Carolina Smoke's pitmasters release bold, succulent taste bursts with a slow-smoked menu of down-home eats. All meats are hand-rubbed and eye-watched, never pre-cloaked in flavor-smothering sauces or frowny-face masks. Sink teeth into the tender beef-brisket sandwich ($10) or delve deep into the flavor furnace with a prime rib ($21). Diners can further slake smoky cravings with a half or full rack of baby-back ribs ($14, $22) or feed famished fingers a gratifying grip of hot wings ($10). The restaurant's policy of allowing eaters to add their own sauce permits patrons to customize flavoring and ink unique impressions on napkin and facial canvases. Behind the eatery's shingled sides and white shutters, dining-room guests can bookend bites with sips of Carolina sweet tea.
Featured in Seattle magazine and The Seattle Times, Kaya Korean Barbecue prides itself on its attentive service, posh presentation, massive portions, and a second-story location safe from dinner-interrupting tiger stampedes. Platoons of food soldiers can arm themselves with massive appetizers such as the marinated raw beef ($15.99) before focusing their attention on the feast as it arrives in steaming hot rock bowls. Choose from a variety of dishes ranging from the Angus marinated short ribs ($27.99) to soft tofu soup ($10.99), or go for an authentic barbecue experience by searing enormous platters of sizzling meats on the minigrill located in the center of your table, with selections such as the Kaya combo for four (Angus rib eye, marinated short ribs, marinated sirloin, beef brisket, beef tongue, bean paste stew, and your choice of beverages) ($96.99). Overhanging vents inhale the mouthwatering barbecue odors that would otherwise cling to clothes for days, ensuring that diners are not tempted to try out new recipes at home such as blouse jerky and deep-fried pants.

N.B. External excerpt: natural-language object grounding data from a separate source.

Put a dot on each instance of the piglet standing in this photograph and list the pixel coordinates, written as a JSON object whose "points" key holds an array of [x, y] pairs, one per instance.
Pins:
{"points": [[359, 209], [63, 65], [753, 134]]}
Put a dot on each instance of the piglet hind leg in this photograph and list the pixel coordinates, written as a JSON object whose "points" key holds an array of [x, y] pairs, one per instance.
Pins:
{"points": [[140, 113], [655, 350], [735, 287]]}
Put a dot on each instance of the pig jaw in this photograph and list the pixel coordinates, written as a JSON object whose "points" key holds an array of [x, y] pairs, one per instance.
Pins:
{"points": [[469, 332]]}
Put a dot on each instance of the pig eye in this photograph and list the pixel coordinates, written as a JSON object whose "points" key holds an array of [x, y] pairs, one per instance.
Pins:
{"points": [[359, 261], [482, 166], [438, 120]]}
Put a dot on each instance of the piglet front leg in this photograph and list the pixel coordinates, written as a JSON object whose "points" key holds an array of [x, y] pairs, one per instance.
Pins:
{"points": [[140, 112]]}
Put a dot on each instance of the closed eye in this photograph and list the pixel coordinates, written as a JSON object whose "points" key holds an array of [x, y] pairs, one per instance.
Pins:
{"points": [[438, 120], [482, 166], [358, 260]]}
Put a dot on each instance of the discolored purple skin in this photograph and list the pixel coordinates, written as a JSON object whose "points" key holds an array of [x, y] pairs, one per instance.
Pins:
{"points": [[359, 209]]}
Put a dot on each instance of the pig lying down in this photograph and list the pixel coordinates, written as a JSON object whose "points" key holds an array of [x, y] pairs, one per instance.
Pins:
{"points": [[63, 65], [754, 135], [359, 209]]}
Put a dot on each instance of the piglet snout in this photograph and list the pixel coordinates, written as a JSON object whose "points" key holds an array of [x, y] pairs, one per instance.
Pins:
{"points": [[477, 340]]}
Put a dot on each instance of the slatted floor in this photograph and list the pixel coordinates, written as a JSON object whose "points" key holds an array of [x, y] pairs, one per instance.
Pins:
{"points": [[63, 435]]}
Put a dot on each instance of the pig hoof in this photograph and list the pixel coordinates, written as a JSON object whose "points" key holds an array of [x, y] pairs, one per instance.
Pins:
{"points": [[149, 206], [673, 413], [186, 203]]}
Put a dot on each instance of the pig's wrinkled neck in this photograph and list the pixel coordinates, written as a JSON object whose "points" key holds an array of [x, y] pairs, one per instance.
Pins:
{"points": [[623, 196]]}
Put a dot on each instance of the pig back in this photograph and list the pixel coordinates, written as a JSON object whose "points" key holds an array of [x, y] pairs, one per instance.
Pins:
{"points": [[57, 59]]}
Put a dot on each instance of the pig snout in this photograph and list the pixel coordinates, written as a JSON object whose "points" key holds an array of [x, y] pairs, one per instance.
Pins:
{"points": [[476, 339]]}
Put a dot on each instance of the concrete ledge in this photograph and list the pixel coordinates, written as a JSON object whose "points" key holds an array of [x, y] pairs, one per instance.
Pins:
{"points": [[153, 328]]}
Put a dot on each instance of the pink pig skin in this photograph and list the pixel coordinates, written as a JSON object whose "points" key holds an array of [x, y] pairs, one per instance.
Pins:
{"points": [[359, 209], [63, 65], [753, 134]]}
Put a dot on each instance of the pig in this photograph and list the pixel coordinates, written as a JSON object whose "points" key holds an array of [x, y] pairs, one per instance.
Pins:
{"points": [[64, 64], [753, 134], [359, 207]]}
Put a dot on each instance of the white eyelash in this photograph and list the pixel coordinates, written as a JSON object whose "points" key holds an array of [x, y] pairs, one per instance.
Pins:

In addition to grilluminating guests, Kaya pours copious cupfuls of Korean rice wine and beer.
Southern transplants Gabe Gagliardi and Mike Dahm love their new home in Seattle. When they first arrived, though, the two friends thought the city needed a barbecue boost. So instead of turning the Space Needle into a makeshift skewer for hunks of pork, they created The Boar's Nest, a Southern barbecue stop serving all the classics: hickory-smoked pulled pork, southern-style fried chicken, and fall-off-the-bone ribs. Of course, barbecue isn't barbecue without the sauce. That's why Gabe and Mike took it upon themselves to create their own line of homemade sauces, each of which carries the tune of a different barbecue region, including South Carolina, Memphis, and Texas.
Padded black booths surround grills beneath gleaming hoods, which reflect the glow of sunset-orange walls as they sweep away rising warm air and spice-steeped aromas. On Palace Korean Bar & Grill's tabletop skillets, chefs sizzle pearlescent curlicues of kimchi and cuts of seafood as well as bulgogi, spicy slices of brisket also known as Korean barbecue. During the all-you-can-eat special, silverware jangles endlessly like a knight looking for his car keys as diners tuck into bottomless helpings of marinated beef short ribs, tender marble brisket, spicy pork belly, and jumbo shrimp.